The state Department of Land and Natural Resources closed the Keawaula beach section of Kaena Point State Park on Tuesday afternoon due to high surf.

The beach will remain closed Tuesday night to Wednesday until high surf subsides and lifeguards give the all-clear. State parks officials will assess surf condition on Hawaii island Wednesday morning to determine whether any of its beach parks should be closed for safety concerns.

The National Weather Service is warning of “dangerously large surf” expected to bring 30- to 40-foot waves to north and west shores and elevated surf to south shores not normally affected by winter swells.

A high surf warning is in effect from 6 p.m. Tuesday through 6 p.m. Thursday for north and west shores of Oahu, Kauai County, Maui, Molokai and west shores of the Big Island.

Forecasters expect the swell to begin arriving late Tuesday night and peak Wednesday afternoon with surf heights of 30- to 40-feet on north and west shores o f Niihau and Kauai and north shores of Oahu, Molokai and Maui. West shores of Oahu and Molokai will see 15- to 20-foot wave faces. The Big Island can expect 15- to 20-foot surf along west shores.

Forecasters also expect a west-northwest swell building rapidly Tuesday night, which will bring dangerously large surf to many areas that are not normally affected by witner wells, including west facing shore of Lanai and the Big Island.

A high surf advisory is also posted for south shores of Oahu and west shores of Maui, Lanai and Kahoolawe because of the unusual westerly component of the swell.

Waves could reach 12- to 15-feet on west shores of Maui and 6- to 10-feet along south shores of Oahu, and west shores of Lanai and Kahoolawe. 

The north and west shore surf could bring “extreme” conditions with “ocean water surging and sweeping over beaches, coastal benches, lava flows and roadways creating the potential for significant impacts to coastal properties and infrastructure, including roadways,” forecasters said in a warning message.

“Large breaking surf, significant shorebreak and dangerous currents make entering the water extremely hazardous. Anyone entering the water could face significant injury or death. Inexperienced persons should remain off beaches and adjacent beachfront areas,” the National Weather Service said.

Despite the size of the surf, organizers of the Quiksilver in Memory of Eddie Aikau big wave contest said the waves will not be consistent enough or last long enough to hold the invitation-only surf competition.

The one-day big wave event was last held on Oahu’s North Shore on Dec. 8, 2009, and has only been held a total of eight times in its history. It is only held when wave heights and surf conditions meet contest standards.

The holding period for the contest runs until the end of February.

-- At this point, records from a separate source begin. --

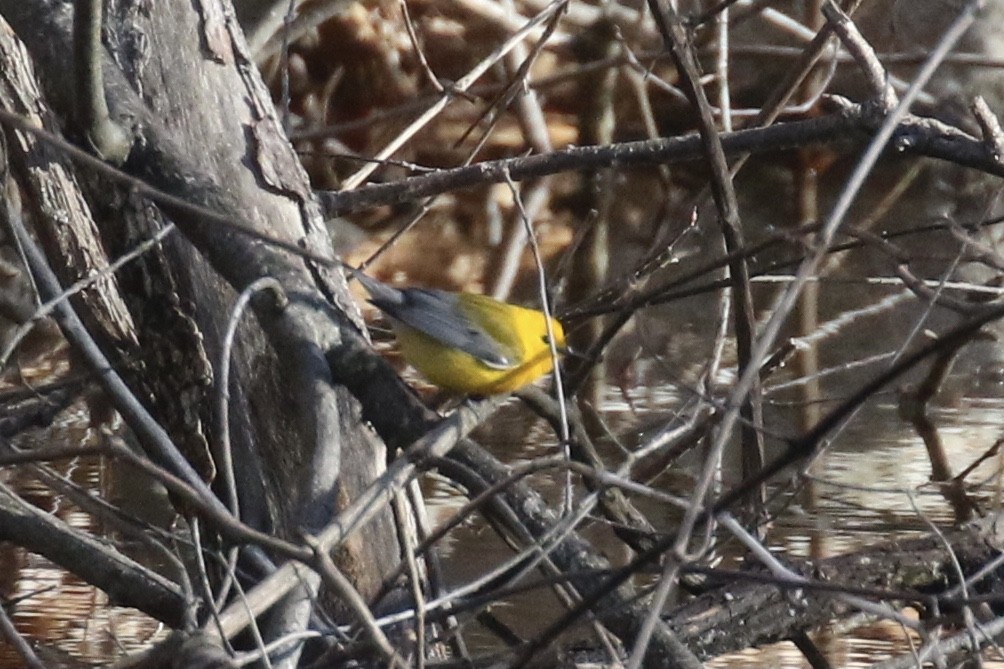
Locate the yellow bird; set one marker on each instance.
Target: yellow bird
(466, 343)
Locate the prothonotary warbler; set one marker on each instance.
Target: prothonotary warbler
(467, 343)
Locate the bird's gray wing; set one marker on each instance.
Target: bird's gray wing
(437, 314)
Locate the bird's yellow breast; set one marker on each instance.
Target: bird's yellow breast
(521, 335)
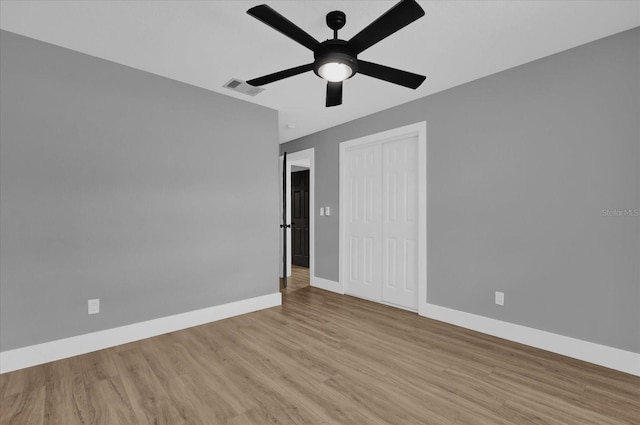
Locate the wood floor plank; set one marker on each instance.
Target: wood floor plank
(319, 359)
(24, 408)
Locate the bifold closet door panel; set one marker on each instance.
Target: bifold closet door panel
(363, 222)
(400, 222)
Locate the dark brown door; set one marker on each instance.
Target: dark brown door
(300, 218)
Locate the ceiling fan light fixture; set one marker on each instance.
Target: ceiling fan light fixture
(335, 71)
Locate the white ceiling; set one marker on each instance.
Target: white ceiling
(205, 43)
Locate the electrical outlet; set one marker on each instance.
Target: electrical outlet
(94, 306)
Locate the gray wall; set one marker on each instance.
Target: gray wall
(152, 195)
(521, 165)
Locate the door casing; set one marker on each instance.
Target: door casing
(304, 158)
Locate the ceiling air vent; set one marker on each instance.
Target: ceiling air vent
(242, 87)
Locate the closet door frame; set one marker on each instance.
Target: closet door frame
(420, 130)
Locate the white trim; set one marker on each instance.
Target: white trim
(327, 285)
(33, 355)
(419, 129)
(304, 158)
(613, 358)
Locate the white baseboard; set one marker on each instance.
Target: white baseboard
(327, 285)
(613, 358)
(33, 355)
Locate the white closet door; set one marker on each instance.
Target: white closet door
(363, 222)
(400, 222)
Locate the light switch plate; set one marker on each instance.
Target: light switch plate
(94, 306)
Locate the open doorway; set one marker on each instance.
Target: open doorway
(299, 183)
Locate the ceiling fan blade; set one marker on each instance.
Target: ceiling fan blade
(392, 75)
(261, 81)
(334, 94)
(396, 18)
(279, 23)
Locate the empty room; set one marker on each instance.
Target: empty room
(319, 212)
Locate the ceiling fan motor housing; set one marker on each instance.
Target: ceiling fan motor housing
(334, 51)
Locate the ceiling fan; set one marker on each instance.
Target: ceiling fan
(336, 60)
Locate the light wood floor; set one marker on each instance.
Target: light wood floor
(299, 279)
(320, 358)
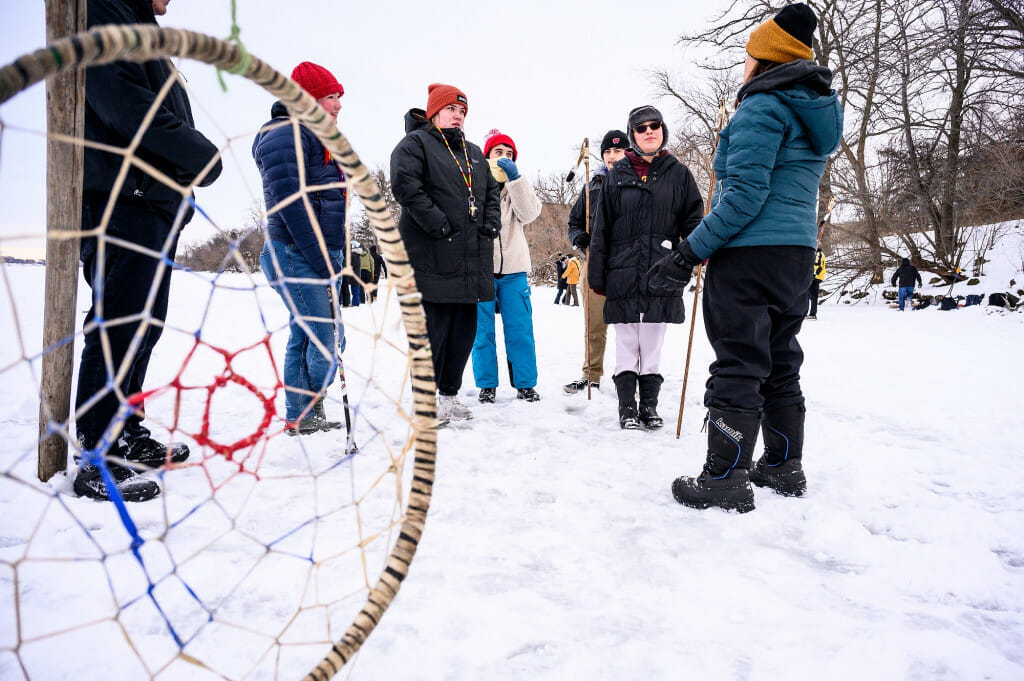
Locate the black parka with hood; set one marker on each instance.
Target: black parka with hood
(453, 260)
(633, 220)
(118, 97)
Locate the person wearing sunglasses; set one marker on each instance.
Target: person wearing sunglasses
(649, 198)
(450, 217)
(760, 237)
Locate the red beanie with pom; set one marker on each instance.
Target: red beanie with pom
(496, 137)
(316, 80)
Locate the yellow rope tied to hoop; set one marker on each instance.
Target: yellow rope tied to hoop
(244, 55)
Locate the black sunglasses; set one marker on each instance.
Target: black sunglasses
(643, 127)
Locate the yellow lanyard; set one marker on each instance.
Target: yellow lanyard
(467, 176)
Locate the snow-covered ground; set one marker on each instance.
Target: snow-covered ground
(553, 548)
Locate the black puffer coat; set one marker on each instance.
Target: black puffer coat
(118, 96)
(634, 217)
(454, 262)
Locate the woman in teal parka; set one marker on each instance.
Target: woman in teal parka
(759, 241)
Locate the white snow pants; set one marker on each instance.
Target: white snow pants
(638, 347)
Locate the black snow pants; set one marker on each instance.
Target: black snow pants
(754, 304)
(452, 329)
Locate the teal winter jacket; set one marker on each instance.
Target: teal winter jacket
(769, 161)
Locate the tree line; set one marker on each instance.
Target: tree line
(934, 139)
(932, 158)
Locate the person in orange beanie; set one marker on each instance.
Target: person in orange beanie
(451, 215)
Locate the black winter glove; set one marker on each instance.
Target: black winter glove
(671, 274)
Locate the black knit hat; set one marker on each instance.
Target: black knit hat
(799, 20)
(642, 114)
(786, 37)
(614, 139)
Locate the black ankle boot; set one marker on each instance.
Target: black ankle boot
(626, 386)
(650, 386)
(139, 448)
(724, 481)
(780, 467)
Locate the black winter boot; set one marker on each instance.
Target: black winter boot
(650, 386)
(724, 480)
(138, 447)
(780, 468)
(626, 386)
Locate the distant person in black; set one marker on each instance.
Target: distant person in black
(905, 275)
(819, 275)
(118, 96)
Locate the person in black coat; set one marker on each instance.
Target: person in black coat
(148, 214)
(904, 277)
(613, 146)
(450, 218)
(648, 198)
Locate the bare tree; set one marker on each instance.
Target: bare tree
(232, 251)
(359, 228)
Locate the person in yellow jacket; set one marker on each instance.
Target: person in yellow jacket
(819, 275)
(571, 277)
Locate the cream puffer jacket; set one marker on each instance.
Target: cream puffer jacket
(519, 207)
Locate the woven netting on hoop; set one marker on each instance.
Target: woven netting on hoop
(265, 555)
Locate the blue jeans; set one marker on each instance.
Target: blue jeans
(512, 294)
(308, 369)
(905, 293)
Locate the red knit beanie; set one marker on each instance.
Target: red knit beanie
(440, 95)
(496, 137)
(316, 80)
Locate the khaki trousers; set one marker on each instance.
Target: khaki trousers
(597, 331)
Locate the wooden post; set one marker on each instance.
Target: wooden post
(65, 115)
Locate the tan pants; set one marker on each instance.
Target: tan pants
(597, 331)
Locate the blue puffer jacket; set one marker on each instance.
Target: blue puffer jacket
(770, 160)
(273, 151)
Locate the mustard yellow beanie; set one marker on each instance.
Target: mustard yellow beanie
(786, 37)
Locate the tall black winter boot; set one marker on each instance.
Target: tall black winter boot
(781, 465)
(650, 385)
(626, 386)
(724, 480)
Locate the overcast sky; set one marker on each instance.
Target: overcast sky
(546, 73)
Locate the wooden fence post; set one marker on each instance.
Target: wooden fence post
(65, 115)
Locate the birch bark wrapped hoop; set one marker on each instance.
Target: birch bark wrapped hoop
(140, 43)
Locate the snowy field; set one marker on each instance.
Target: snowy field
(554, 549)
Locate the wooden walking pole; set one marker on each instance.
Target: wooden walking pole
(696, 289)
(585, 155)
(65, 116)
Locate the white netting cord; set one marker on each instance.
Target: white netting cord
(251, 562)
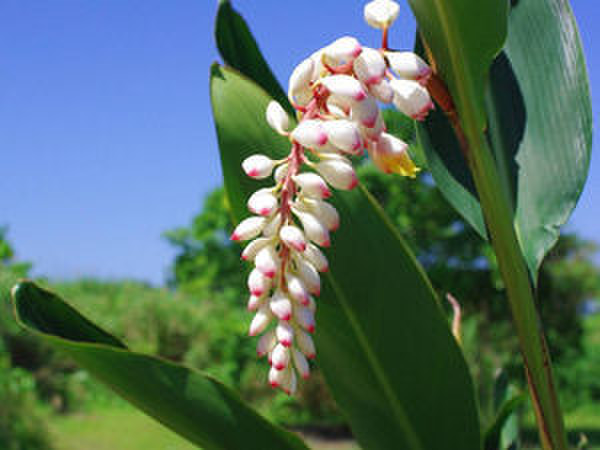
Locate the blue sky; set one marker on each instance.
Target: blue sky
(105, 127)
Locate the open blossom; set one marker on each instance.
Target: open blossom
(335, 93)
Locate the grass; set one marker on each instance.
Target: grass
(124, 428)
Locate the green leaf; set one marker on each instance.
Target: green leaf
(464, 37)
(539, 127)
(199, 408)
(239, 50)
(383, 341)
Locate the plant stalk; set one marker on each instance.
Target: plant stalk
(498, 218)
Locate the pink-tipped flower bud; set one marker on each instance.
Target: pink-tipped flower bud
(300, 363)
(312, 185)
(267, 261)
(305, 318)
(280, 358)
(280, 378)
(316, 257)
(261, 320)
(338, 173)
(281, 172)
(266, 343)
(299, 91)
(310, 133)
(342, 51)
(248, 229)
(277, 117)
(281, 306)
(366, 112)
(254, 302)
(305, 344)
(409, 65)
(381, 14)
(258, 284)
(325, 213)
(263, 202)
(382, 91)
(310, 276)
(370, 67)
(285, 333)
(272, 226)
(293, 237)
(345, 88)
(411, 98)
(314, 230)
(390, 155)
(258, 166)
(344, 134)
(254, 247)
(297, 289)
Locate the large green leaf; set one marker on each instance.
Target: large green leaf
(539, 127)
(196, 406)
(239, 49)
(383, 342)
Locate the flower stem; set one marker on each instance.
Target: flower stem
(498, 218)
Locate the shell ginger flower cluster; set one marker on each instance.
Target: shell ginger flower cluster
(335, 93)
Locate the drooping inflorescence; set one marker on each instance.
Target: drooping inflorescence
(335, 93)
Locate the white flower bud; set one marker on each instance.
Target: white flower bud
(258, 166)
(314, 230)
(293, 237)
(310, 133)
(316, 257)
(305, 318)
(277, 117)
(266, 343)
(409, 65)
(366, 112)
(370, 67)
(382, 91)
(297, 289)
(338, 173)
(345, 88)
(281, 172)
(254, 302)
(312, 185)
(258, 284)
(381, 14)
(263, 202)
(325, 213)
(342, 51)
(411, 98)
(310, 276)
(301, 363)
(344, 134)
(254, 247)
(261, 319)
(299, 91)
(305, 344)
(285, 333)
(292, 384)
(267, 261)
(272, 227)
(281, 306)
(280, 358)
(279, 378)
(248, 229)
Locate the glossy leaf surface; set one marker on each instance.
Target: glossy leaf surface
(539, 127)
(196, 406)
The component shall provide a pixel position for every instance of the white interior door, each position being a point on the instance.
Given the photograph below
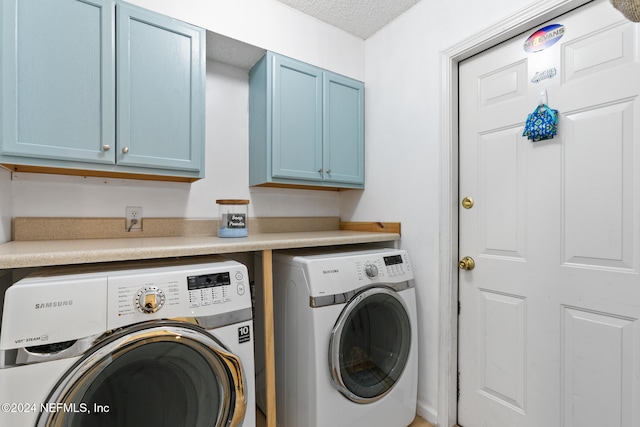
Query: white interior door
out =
(548, 328)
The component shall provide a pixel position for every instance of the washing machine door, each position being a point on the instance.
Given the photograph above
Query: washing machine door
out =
(369, 345)
(155, 374)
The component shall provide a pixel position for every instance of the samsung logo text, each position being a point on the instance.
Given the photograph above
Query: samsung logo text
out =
(54, 304)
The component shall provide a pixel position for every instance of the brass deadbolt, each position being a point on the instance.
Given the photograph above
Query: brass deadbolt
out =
(467, 263)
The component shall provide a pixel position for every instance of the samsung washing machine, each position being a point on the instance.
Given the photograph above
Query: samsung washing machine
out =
(129, 344)
(345, 338)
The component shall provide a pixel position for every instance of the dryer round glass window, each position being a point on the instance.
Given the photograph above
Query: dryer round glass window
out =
(370, 344)
(159, 376)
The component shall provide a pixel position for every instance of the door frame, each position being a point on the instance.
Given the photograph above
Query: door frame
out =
(517, 23)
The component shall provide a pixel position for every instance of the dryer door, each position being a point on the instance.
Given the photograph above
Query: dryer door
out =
(154, 374)
(370, 344)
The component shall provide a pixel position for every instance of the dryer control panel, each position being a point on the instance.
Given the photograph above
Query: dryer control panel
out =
(392, 267)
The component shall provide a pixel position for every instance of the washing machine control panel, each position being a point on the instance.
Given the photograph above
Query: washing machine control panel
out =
(149, 299)
(196, 291)
(207, 289)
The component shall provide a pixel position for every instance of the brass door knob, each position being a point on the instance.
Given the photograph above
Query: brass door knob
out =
(467, 263)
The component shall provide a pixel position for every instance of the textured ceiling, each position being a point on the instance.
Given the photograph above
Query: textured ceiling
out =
(361, 18)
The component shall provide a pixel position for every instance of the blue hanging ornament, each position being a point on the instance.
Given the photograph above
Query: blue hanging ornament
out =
(541, 124)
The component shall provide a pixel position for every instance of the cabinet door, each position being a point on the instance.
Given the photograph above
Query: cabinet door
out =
(343, 133)
(160, 91)
(296, 120)
(57, 80)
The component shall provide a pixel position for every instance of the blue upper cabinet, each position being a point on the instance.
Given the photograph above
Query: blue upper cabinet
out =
(59, 92)
(160, 95)
(306, 126)
(57, 81)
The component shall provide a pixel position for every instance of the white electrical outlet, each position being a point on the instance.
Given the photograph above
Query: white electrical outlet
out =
(133, 216)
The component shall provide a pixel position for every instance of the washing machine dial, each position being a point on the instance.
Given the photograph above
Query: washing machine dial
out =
(149, 299)
(370, 270)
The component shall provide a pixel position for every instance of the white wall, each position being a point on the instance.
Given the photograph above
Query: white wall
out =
(271, 25)
(403, 152)
(6, 205)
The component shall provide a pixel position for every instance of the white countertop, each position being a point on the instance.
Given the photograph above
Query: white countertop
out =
(19, 254)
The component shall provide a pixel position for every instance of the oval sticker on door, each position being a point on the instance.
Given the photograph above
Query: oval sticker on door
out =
(544, 38)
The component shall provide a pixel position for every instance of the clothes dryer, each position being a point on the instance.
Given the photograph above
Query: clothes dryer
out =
(128, 344)
(345, 338)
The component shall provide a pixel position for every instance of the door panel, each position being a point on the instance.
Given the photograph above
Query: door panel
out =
(160, 64)
(343, 129)
(548, 327)
(297, 120)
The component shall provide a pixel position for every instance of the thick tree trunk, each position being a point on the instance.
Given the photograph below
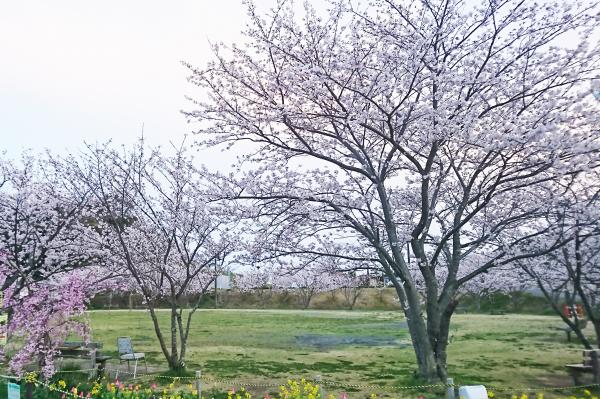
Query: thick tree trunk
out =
(420, 338)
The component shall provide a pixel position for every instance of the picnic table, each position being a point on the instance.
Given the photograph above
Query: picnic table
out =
(83, 350)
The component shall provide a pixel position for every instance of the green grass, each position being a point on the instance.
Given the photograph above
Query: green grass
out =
(254, 345)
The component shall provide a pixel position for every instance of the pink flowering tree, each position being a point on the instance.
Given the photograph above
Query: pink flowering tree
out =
(437, 125)
(45, 314)
(50, 256)
(305, 282)
(162, 232)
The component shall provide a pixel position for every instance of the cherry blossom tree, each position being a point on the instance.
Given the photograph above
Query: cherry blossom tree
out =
(260, 281)
(162, 233)
(50, 259)
(432, 124)
(305, 282)
(571, 273)
(46, 223)
(350, 284)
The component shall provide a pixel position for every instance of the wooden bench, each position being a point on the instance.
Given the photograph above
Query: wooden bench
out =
(590, 365)
(82, 350)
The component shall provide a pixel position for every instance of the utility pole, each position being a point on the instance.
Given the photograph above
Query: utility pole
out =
(216, 281)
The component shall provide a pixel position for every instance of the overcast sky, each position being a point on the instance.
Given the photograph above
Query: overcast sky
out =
(80, 70)
(74, 70)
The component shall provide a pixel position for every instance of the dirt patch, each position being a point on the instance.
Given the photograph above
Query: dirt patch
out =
(324, 342)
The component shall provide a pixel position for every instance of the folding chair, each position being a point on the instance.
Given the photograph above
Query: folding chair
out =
(127, 354)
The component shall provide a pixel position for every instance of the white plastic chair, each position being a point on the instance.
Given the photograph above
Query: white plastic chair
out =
(127, 354)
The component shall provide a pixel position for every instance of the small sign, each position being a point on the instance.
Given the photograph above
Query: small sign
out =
(14, 391)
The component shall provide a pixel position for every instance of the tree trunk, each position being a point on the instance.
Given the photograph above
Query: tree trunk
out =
(420, 338)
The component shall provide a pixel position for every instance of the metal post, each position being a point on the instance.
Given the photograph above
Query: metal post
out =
(450, 388)
(199, 383)
(319, 382)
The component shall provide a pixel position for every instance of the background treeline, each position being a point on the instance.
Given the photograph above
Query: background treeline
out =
(370, 299)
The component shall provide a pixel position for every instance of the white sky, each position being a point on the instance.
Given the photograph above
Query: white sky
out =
(75, 70)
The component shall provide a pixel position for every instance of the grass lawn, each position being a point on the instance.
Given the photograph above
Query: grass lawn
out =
(261, 345)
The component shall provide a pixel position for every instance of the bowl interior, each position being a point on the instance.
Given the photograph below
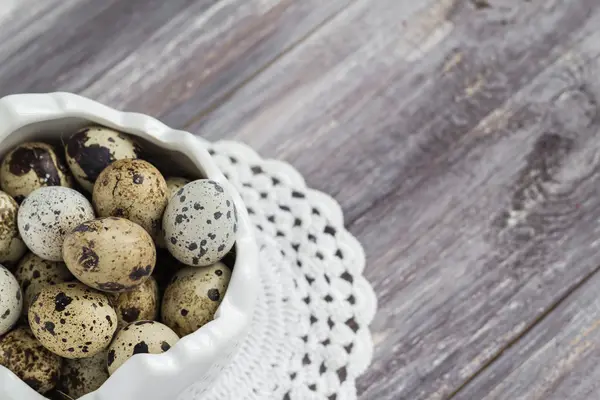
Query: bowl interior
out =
(169, 162)
(57, 132)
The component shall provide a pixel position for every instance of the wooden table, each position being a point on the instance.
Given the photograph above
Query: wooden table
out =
(460, 136)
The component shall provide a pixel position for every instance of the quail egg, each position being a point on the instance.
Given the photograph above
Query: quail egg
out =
(132, 189)
(33, 273)
(193, 296)
(91, 150)
(175, 183)
(141, 303)
(30, 166)
(200, 223)
(79, 377)
(110, 254)
(72, 320)
(11, 300)
(47, 215)
(12, 247)
(25, 356)
(137, 338)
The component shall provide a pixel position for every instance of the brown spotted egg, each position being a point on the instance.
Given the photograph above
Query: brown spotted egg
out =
(30, 166)
(47, 215)
(72, 320)
(193, 296)
(79, 377)
(11, 300)
(141, 337)
(12, 247)
(25, 356)
(132, 189)
(141, 303)
(33, 273)
(110, 254)
(91, 150)
(175, 183)
(200, 223)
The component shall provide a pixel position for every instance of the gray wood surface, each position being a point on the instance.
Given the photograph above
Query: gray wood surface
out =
(459, 136)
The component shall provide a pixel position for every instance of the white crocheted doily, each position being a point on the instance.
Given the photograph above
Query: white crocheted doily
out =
(310, 335)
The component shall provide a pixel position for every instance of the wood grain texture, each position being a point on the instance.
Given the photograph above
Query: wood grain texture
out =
(558, 359)
(460, 137)
(453, 170)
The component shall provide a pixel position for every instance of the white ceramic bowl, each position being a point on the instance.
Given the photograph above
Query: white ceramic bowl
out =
(197, 357)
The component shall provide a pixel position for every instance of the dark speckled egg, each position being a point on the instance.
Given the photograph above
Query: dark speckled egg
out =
(193, 296)
(30, 166)
(142, 337)
(200, 223)
(11, 300)
(25, 356)
(110, 254)
(12, 247)
(91, 150)
(132, 189)
(72, 320)
(33, 273)
(141, 303)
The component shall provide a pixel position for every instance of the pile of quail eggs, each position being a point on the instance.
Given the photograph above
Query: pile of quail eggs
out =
(102, 257)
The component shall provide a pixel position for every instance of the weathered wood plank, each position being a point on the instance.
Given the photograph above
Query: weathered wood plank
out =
(559, 359)
(70, 43)
(466, 196)
(197, 58)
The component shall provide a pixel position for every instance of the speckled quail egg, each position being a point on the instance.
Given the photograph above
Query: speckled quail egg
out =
(110, 254)
(72, 320)
(11, 300)
(25, 356)
(141, 303)
(193, 296)
(30, 166)
(79, 377)
(12, 247)
(132, 189)
(91, 150)
(200, 223)
(139, 337)
(33, 273)
(47, 215)
(175, 183)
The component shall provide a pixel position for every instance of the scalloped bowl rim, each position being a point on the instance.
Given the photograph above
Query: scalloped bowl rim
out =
(150, 376)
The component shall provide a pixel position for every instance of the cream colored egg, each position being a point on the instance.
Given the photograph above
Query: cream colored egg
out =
(25, 356)
(12, 247)
(79, 377)
(72, 320)
(142, 337)
(110, 254)
(139, 304)
(30, 166)
(193, 296)
(47, 215)
(175, 183)
(92, 149)
(11, 300)
(33, 273)
(132, 189)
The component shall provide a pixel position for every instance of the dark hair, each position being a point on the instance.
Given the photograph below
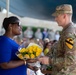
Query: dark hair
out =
(9, 20)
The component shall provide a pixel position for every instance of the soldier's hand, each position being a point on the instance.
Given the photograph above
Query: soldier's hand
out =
(44, 60)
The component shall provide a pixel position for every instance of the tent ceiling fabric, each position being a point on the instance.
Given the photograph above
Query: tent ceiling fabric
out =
(39, 9)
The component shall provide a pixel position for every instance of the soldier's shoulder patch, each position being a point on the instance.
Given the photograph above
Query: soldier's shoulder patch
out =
(69, 42)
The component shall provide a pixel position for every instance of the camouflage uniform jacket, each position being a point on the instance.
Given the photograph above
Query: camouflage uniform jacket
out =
(64, 52)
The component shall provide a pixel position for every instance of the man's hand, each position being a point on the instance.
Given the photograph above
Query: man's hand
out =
(44, 60)
(31, 60)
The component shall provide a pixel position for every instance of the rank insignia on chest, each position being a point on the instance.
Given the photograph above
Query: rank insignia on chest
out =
(69, 43)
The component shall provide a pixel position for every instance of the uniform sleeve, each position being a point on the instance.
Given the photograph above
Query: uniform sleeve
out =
(67, 46)
(5, 52)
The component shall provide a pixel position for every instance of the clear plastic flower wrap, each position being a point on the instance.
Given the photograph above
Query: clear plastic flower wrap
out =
(32, 51)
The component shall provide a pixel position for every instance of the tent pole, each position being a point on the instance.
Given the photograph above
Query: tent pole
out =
(7, 8)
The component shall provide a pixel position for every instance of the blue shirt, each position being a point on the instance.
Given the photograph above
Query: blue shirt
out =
(8, 48)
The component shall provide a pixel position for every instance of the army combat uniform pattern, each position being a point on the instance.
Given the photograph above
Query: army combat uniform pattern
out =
(64, 52)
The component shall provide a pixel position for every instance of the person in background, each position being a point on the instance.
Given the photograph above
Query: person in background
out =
(57, 35)
(38, 34)
(28, 33)
(10, 64)
(64, 60)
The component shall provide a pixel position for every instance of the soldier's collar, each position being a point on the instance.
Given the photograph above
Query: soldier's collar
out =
(67, 26)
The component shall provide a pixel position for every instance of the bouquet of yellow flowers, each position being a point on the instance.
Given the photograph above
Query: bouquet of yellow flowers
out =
(32, 51)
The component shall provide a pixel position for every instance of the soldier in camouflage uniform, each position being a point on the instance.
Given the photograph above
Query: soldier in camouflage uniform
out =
(64, 51)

“After assessing all available forecast sources, we are not seeing sufficient energy to run the event this week,” said Event Director Glen Moncata. “The Quiksilver In Memory of Eddie Aikau requires a full eight-hour day of waves with minimum 40-foot faces. What we are seeing simply does not meet the criteria. Yes, there will be some waves of that height in the latter half of the day, but not a full day of consistent surf. We will wait.”